2. Omeprazol (y otros protectores gástricos de uso prolongado)
Se usa para: acidez, gastritis o para “proteger el estómago”.
Riesgo principal: tomarlo a diario sin indicación médica y durante largos periodos puede:
- Disminuir la absorción de vitaminas y minerales
- Alterar la microbiota intestinal
- Aumentar el riesgo de infecciones intestinales
- Influir negativamente en el sistema inmunitario
Por eso, muchos médicos lo indican por tiempo limitado, no como una solución permanente “de por vida”.
3. Antibióticos “para cualquier cosa”
Se usan (erróneamente) para: gripe, dolor de garganta o malestar general, aunque no sirven para infecciones virales.
Los profesionales suelen evitar automedicarse con antibióticos porque saben que un uso incorrecto puede:
- Favorecer la resistencia bacteriana
- Dañar la flora intestinal
- Debilitar las defensas
- Desencadenar alergias graves
Un antibiótico mal utilizado hoy puede dejar de funcionar cuando realmente haga falta.
4. Relajantes musculares con efecto sedante
Se usan para: dolor de espalda, tensión muscular y contracturas.
El problema: varios relajantes musculares pueden provocar:
- Somnolencia peligrosa
- Disminución de reflejos
- Dependencia
- Daño hepático
- Mayor riesgo de caídas en adultos mayores
Por eso, muchos médicos prefieren no usarlos sin seguimiento: pueden “apagar” el sistema nervioso más de lo esperado, especialmente si se combinan con alcohol u otros sedantes.
5. Antigripales combinados (multisíntomas)
Son los que mezclan en una sola pastilla, por ejemplo: paracetamol + descongestionante + antihistamínico + cafeína.
Peligro oculto: si además tomas otro medicamento (o un jarabe) sin revisar componentes, puedes duplicar dosis sin darte cuenta, aumentando el riesgo de:
- Paracetamol: posible daño hepático
- Descongestionantes: subida de presión arterial
- Antihistamínicos: sedación intensa
Los médicos lo tienen claro: cuantas más sustancias se combinan, mayor la probabilidad de efectos adversos e interacciones.

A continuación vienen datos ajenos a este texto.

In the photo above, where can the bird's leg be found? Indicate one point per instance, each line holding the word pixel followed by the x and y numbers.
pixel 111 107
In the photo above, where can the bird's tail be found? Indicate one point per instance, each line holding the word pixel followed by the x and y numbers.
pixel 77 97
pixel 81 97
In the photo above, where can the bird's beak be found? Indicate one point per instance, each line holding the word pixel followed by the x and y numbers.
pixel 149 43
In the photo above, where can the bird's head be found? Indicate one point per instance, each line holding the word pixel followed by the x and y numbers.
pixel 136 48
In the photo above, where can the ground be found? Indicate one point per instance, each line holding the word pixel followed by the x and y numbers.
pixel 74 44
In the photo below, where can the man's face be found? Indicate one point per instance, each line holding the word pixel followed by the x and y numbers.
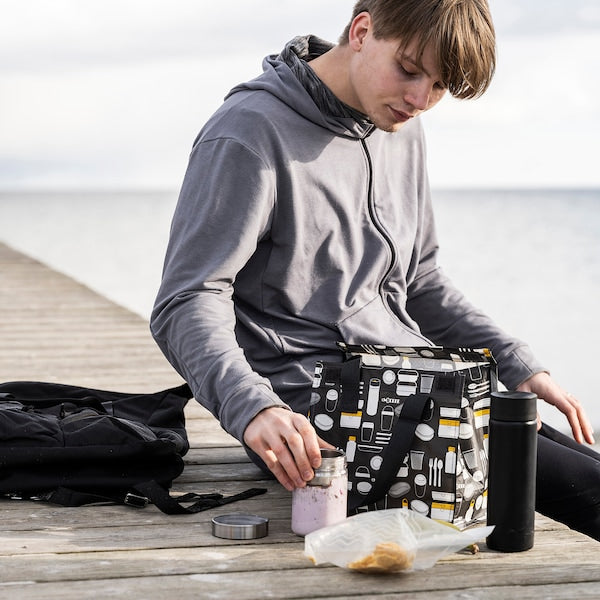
pixel 388 85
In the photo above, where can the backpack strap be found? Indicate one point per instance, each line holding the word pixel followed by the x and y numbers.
pixel 149 492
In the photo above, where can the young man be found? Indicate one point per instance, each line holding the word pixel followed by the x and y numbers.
pixel 305 219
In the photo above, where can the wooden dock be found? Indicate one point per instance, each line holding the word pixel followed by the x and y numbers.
pixel 54 329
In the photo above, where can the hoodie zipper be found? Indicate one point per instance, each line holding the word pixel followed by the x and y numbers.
pixel 379 226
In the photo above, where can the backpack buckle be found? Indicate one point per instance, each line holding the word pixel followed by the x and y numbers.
pixel 135 500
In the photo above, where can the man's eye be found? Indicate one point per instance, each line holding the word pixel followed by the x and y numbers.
pixel 407 72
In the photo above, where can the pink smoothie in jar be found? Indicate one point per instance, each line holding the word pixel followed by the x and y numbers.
pixel 324 500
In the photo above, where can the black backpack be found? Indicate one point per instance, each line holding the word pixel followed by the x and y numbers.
pixel 71 445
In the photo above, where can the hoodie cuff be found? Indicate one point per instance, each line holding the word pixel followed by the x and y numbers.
pixel 518 366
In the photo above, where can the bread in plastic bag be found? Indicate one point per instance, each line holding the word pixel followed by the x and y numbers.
pixel 388 541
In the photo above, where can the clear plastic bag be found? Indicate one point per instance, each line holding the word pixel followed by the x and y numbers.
pixel 388 541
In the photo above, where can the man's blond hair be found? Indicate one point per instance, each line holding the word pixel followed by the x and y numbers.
pixel 461 32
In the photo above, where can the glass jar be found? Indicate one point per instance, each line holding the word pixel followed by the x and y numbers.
pixel 324 500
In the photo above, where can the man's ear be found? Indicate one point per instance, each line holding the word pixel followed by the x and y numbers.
pixel 360 26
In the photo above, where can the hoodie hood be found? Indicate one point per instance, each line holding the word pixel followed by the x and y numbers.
pixel 289 78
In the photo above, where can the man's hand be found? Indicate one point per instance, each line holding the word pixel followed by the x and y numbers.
pixel 288 445
pixel 549 391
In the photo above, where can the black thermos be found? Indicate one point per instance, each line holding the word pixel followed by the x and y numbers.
pixel 512 470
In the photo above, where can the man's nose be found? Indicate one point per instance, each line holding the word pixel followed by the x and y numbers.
pixel 419 95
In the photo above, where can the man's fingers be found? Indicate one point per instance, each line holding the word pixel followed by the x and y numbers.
pixel 287 443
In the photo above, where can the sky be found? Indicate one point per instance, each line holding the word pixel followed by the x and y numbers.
pixel 110 94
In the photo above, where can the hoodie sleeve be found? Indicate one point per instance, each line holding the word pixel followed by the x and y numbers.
pixel 447 318
pixel 225 207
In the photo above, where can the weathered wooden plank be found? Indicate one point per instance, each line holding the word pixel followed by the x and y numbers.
pixel 527 583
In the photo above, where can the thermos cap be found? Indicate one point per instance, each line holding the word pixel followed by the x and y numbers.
pixel 514 406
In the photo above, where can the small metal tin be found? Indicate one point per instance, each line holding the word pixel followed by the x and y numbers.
pixel 239 526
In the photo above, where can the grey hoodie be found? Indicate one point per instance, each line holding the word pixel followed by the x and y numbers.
pixel 295 229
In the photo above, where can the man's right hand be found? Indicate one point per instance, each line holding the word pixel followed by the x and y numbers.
pixel 287 443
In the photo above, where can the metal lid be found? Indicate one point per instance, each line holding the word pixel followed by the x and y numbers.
pixel 333 464
pixel 239 526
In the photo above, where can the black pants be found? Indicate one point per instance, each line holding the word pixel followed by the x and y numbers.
pixel 568 482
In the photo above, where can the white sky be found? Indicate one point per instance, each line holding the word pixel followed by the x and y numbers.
pixel 111 93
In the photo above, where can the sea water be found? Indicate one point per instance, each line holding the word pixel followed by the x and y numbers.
pixel 529 258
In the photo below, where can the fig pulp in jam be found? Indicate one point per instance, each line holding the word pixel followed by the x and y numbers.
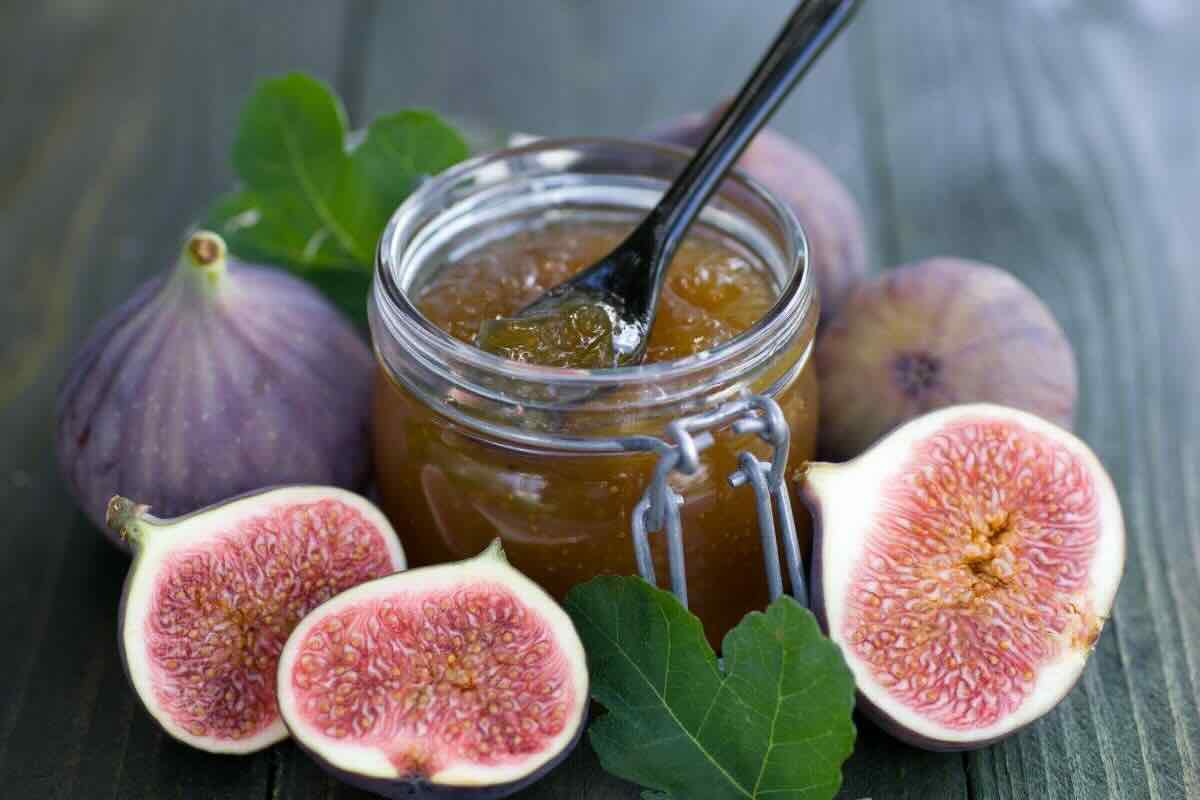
pixel 564 516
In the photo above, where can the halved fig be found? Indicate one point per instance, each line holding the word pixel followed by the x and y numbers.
pixel 460 680
pixel 211 597
pixel 965 565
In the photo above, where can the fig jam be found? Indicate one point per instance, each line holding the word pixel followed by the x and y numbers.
pixel 565 516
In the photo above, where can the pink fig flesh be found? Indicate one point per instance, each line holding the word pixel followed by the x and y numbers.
pixel 966 565
pixel 213 596
pixel 931 335
pixel 462 679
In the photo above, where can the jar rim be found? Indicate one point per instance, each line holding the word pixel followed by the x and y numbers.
pixel 436 347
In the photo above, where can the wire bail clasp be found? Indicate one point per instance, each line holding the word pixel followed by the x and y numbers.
pixel 687 438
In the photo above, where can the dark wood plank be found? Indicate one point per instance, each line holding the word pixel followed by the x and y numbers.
pixel 121 138
pixel 1059 139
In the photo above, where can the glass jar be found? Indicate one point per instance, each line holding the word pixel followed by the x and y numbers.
pixel 469 446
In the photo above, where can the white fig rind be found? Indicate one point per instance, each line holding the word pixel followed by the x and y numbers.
pixel 845 507
pixel 191 533
pixel 365 763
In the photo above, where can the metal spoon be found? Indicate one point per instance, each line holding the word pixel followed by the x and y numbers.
pixel 624 287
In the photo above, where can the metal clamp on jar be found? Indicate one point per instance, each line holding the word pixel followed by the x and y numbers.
pixel 471 446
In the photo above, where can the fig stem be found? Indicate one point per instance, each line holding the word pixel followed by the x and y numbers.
pixel 204 258
pixel 126 517
pixel 495 552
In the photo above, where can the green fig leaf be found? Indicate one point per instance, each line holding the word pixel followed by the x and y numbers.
pixel 773 722
pixel 312 203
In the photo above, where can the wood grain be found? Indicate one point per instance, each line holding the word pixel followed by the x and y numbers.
pixel 1057 138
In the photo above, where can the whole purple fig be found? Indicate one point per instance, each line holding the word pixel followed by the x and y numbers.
pixel 214 379
pixel 826 209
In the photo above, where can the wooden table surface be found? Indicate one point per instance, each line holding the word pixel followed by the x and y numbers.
pixel 1059 138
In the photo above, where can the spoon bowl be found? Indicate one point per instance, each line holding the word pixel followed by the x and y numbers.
pixel 603 316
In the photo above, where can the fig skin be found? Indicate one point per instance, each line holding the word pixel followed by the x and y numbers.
pixel 827 211
pixel 490 569
pixel 837 494
pixel 214 379
pixel 935 334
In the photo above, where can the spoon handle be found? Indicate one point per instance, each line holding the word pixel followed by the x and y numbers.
pixel 811 26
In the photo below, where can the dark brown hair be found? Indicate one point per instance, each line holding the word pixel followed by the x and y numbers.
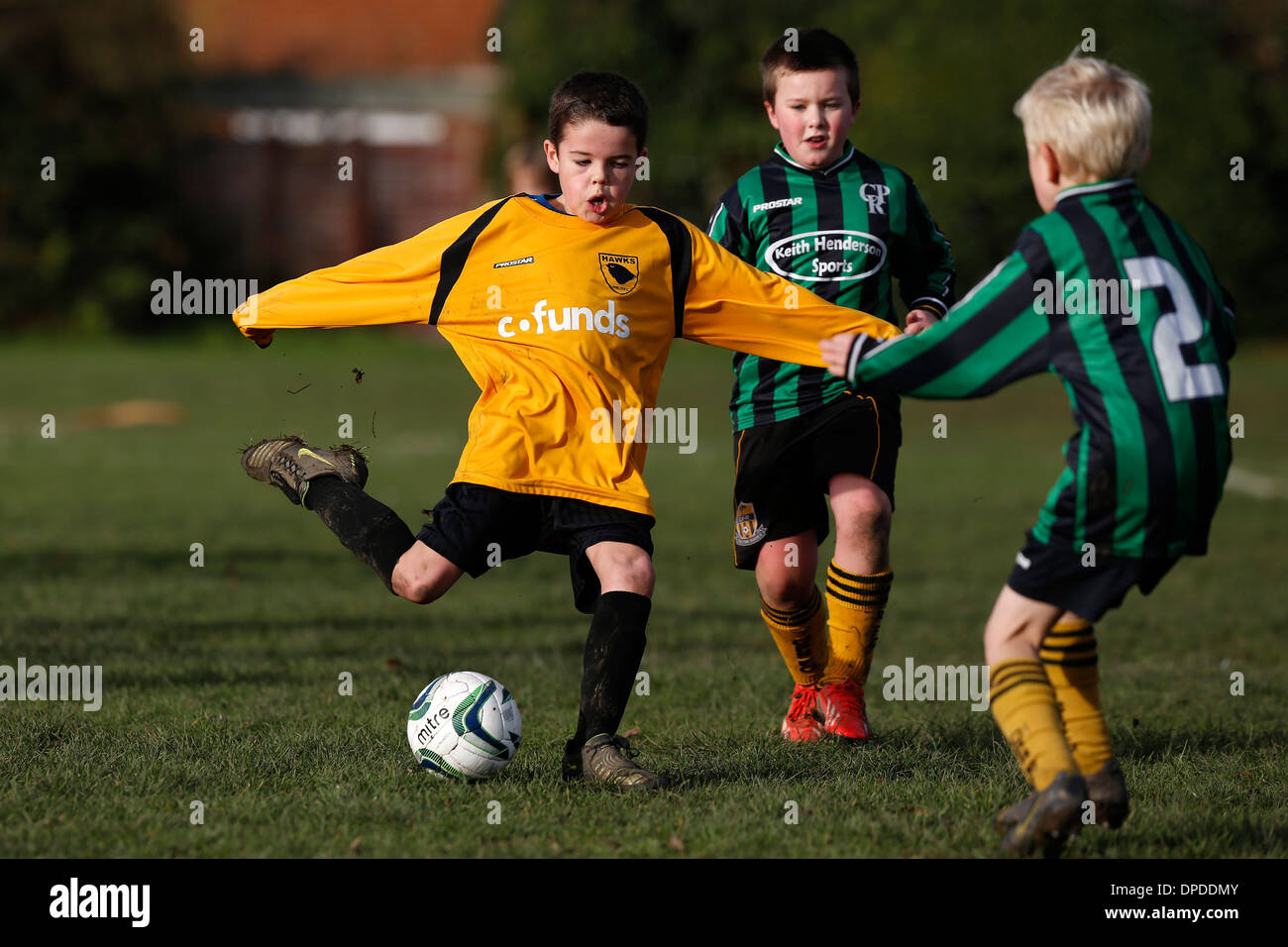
pixel 814 50
pixel 604 97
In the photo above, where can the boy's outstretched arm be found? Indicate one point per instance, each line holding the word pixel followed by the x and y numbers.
pixel 732 304
pixel 394 283
pixel 992 338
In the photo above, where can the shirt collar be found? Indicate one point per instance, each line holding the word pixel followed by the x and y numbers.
pixel 1094 188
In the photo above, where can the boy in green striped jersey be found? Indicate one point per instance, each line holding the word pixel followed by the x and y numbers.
pixel 1116 299
pixel 842 224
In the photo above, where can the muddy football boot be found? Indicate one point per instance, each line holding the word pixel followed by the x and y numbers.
pixel 803 723
pixel 288 464
pixel 1051 817
pixel 606 759
pixel 844 714
pixel 1106 788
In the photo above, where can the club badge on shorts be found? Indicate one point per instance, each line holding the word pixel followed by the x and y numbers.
pixel 747 531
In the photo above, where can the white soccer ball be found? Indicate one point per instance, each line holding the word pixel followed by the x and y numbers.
pixel 464 725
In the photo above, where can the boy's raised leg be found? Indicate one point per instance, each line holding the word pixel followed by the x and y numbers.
pixel 330 483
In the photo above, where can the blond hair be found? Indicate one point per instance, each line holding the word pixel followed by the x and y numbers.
pixel 1093 114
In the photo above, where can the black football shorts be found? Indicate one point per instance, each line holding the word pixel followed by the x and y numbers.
pixel 475 525
pixel 782 470
pixel 1056 575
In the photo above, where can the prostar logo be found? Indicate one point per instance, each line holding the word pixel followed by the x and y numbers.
pixel 566 320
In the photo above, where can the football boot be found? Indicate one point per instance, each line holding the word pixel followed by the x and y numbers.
pixel 290 464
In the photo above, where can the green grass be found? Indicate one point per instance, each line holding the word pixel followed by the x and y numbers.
pixel 220 684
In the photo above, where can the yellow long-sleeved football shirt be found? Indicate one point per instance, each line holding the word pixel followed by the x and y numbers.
pixel 555 317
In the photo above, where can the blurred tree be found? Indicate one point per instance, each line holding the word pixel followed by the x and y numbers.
pixel 939 80
pixel 97 88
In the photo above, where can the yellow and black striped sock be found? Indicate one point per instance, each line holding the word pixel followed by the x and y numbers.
pixel 1068 656
pixel 854 607
pixel 802 637
pixel 1024 707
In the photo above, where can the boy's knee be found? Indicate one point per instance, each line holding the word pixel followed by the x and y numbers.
pixel 622 567
pixel 419 579
pixel 862 510
pixel 782 585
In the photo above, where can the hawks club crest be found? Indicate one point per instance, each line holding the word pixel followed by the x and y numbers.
pixel 747 531
pixel 621 273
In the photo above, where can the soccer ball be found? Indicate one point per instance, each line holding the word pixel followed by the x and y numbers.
pixel 464 725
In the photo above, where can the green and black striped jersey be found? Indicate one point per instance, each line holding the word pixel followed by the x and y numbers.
pixel 1116 299
pixel 841 232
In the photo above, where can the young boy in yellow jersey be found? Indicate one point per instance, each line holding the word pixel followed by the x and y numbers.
pixel 558 305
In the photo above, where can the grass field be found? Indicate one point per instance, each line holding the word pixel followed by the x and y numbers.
pixel 220 682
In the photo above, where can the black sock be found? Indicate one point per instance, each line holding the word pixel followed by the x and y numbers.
pixel 613 650
pixel 368 528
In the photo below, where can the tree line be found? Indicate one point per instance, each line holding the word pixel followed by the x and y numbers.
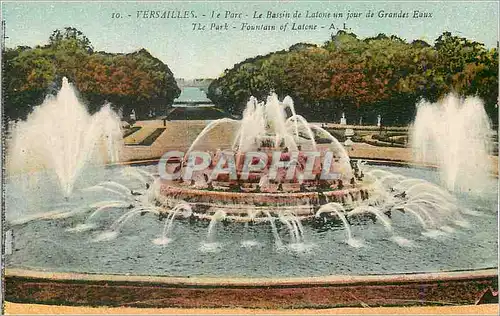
pixel 383 75
pixel 136 81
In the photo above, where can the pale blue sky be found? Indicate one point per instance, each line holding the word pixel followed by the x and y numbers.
pixel 196 54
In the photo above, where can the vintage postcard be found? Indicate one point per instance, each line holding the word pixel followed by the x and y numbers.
pixel 233 157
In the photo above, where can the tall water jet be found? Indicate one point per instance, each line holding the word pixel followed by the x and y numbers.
pixel 60 135
pixel 454 134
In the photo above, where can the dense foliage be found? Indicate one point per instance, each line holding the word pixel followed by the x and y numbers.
pixel 363 78
pixel 129 81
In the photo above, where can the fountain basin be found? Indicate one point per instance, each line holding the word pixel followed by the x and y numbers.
pixel 252 206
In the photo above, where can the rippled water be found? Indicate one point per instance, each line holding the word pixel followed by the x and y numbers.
pixel 236 249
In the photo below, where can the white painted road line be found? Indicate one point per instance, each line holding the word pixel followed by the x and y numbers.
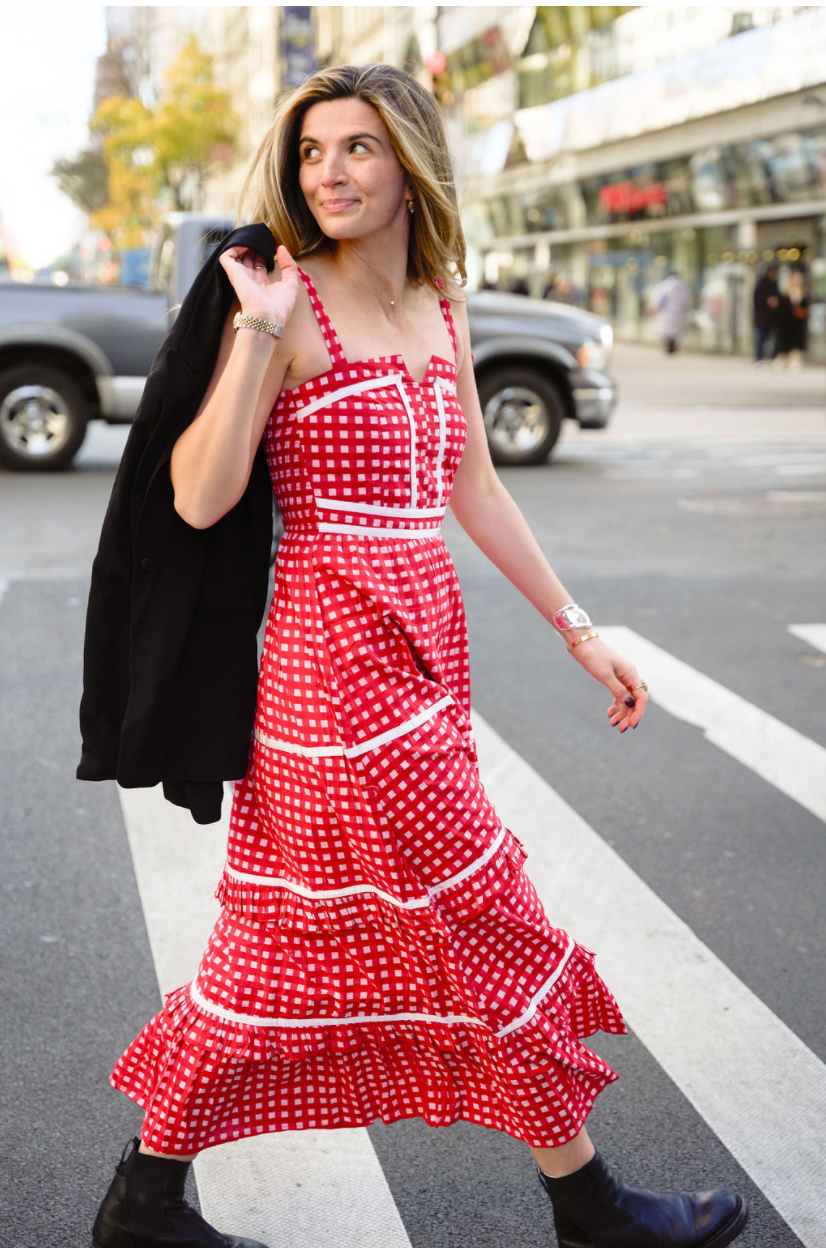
pixel 775 751
pixel 815 634
pixel 296 1189
pixel 756 1085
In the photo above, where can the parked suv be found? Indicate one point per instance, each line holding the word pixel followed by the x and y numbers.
pixel 74 353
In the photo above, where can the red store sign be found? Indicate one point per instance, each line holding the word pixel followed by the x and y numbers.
pixel 625 199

Conclusión: no son “malos”, el riesgo es usarlos sin guía
Estos medicamentos no son el enemigo. El verdadero problema aparece cuando se toman sin orientación, sin ajustar la dosis correcta y sin entender los riesgos o las interacciones.
Por eso muchos médicos no se automedican, aunque puedan recetarlos con seguridad a sus pacientes cuando existe una indicación clara y un control adecuado.